Perspectives canadiennes printemps 2004
L’ALENA remporte la palme : un 10e anniversaire et rien à fêter
De Jean-Yves Lefort
Les partisans de l’ALENA et d’un élargissement du libre-échange semblent un peu grincheux ces temps-ci. Dix ans après l’entrée en vigueur de l’ALENA, un trop grand nombre d’économistes, de spécialistes du commerce et de chercheurs reconnaissent l’impact négatif de cette entente.
Les partisans de l’ALENA s’appuient sur des données sur le commerce pour justifier leur constat. Ils soutiennent que si les deux nations échangent beaucoup de biens et services, tout ira bien. L’ennui, c’est qu’il y a 10 ans, ils nous promettaient des emplois, un meilleur niveau de vie, une croissance économique, et la protection de nos programmes sociaux et de l’intérêt public. Mais, à en juger tous ces critères, l’ALENA s’avère un échec.
Dans une publication récente du magazine de centre-droite « The Economist » conclut que l’ALENA est une bonne affaire, mais il convient que les « champions de l’ALENA » ont survendu leur cas, et qu’il n’a « jamais été plausible », par exemple, que l’ALENA, parvienne à créer des emplois. Ce peut-il qu’on ait simplement menti aux Canadiens sur les emplois pour qu’ils appuient l’accord de libre-échange ?

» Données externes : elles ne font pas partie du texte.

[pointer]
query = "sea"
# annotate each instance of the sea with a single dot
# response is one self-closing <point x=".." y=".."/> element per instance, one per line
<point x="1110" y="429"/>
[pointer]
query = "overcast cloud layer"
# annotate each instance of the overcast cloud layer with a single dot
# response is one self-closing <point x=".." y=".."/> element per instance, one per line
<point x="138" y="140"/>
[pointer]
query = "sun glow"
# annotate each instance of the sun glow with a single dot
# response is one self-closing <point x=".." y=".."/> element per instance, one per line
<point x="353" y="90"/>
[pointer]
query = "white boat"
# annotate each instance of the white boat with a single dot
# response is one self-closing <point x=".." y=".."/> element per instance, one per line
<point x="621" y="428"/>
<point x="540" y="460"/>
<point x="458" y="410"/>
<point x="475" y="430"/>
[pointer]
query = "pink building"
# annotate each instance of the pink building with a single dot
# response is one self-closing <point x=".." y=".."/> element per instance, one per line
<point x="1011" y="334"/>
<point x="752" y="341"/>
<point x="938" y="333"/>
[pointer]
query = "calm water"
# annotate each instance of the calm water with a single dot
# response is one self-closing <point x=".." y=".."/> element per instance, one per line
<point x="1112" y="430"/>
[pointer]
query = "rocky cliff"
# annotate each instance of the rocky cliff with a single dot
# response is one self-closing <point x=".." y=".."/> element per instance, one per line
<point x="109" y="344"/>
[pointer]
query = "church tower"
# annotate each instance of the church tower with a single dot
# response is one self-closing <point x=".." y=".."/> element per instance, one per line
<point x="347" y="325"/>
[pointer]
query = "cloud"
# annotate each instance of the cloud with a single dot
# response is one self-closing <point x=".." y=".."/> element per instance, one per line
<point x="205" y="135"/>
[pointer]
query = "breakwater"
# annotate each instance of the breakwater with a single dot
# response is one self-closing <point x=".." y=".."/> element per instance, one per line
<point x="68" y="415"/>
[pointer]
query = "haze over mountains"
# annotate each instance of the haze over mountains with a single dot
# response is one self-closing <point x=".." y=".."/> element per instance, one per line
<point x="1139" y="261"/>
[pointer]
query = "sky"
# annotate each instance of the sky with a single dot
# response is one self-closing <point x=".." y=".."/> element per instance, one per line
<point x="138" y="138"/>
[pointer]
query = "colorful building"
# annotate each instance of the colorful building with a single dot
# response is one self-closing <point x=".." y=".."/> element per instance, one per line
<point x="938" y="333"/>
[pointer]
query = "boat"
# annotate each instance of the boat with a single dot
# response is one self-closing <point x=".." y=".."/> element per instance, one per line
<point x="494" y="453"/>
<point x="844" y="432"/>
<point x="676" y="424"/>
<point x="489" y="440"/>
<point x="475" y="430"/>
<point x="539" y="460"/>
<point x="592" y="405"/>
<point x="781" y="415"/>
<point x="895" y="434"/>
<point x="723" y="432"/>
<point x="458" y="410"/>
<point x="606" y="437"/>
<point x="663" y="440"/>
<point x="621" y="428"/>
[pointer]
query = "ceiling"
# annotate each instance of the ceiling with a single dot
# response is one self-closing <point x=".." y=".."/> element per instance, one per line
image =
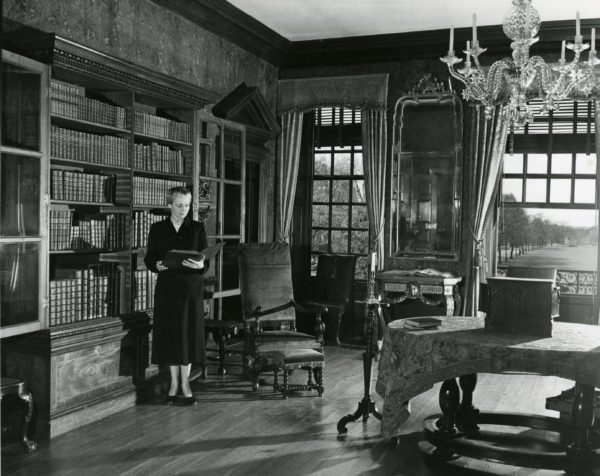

Les partisans de l’ALENA affirment qu’au Mexique les investissements ont bondi de plusieurs milliards de dollars et que le Mexique est maintenant le huitième exportateur au monde. Il faut par contre préciser que 75 pour cent de sa population vie dans la pauvreté, et ce pourcentage continue de s’accroître. Des chercheurs de l’université Tufts de Boston ont découvert que ces milliards de dollars d’investissements « échappent grandement » à l’économie du pays. « Au cours des huit années précédant le premier accord de libre-échange entre le Canada et les États-Unis, l’économie du Canada s’est accrue de 1,9 % par année. De 1989 à 2002, le taux de croissance réel moyen par habitant n’était que de 1,6 % au Canada. L’écart entre le taux de croissance économique du Mexique est encore plus important. Entre 1948 et 1973, l’économie du Mexique s’est accrue à un taux de l’ordre de 3,2 %; tandis que depuis l’ALENA, elle s’est accrue à un taux dérisoire de 1 % par année.
Les partisans du libre-échange veulent nous faire croire que nos programmes sociaux sont plus solides aujourd’hui parce qu’ils sont devenus plus efficaces. Le budget de Paul Martin de 1995 – une année après l’entrée en vigueur de l’ALENA – comprenait des compressions de près de 29 milliards $. Durant que Martin a été ministre des finances, des compressions ont été imposées aux prestations d’assurance-emploi, à la Sécurité de la vieillesse, et aux paiements de transfert fédéral aux provinces pour les soins de santé et l’éducation. Est-ce que ces mêmes partisans du libre-échange considèrent efficace l’exclusion de 61 pour cent de chômeurs canadiens privés de l’assurance-emploi ?
La disposition sur les différends « investisseur-État » du chapitre 11 de l’ALENA permet aux sociétés et aux investisseurs privés de poursuivre directement les gouvernements en cas de pertes attribuables aux lois gouvernementales. En raison de cette disposition, un « froid réglementaire » a vu le jour, empêchant les gouvernements de tenir compte des politiques d’intérêt public pouvant être perçues comme légères par une société. En vertu du chapitre 11, les sociétés ont reçu 46 millions $US de fonds publics pour contrer les décisions allant à l’encontre des lois d’intérêt public perçues par les tribunaux du commerce comme des « expropriations indirectes » ou des « saisies réglementaires ». Les partisans de l’ALENA affirmeront peut-être que nous devons nous compter chanceux compte tenu du fait que les sociétés ont obtenu plus de 28 milliards $US en compensation ?
Les prétendus champions de l’ALENA ont promis beaucoup de choses aux Nord-Américains pour parvenir à leur accord. Ils n’ont pas livré la marchandise. Ce qui nous fait penser au président Bush et l’Irak : pour justifier la guerre contre l’Irak, Bush a répété que l’Irak disposait d’énormes provisions d’armes de destruction massive. Lors de son dernier discours sur l’État de l’Union, il déclarait que les inspecteurs avaient trouvé « des douzaines d’armes liées à un programme d’activités de destruction massive », quoi que cela puisse signifier.
Ils réalisent peut-être qu’un programme en faveur du libre-échange et de la guerre ne peut être vendu sans mensonge.
Jean-Yves Lefort est chargé de campagne sur le commerce pour le Conseil des Canadiens.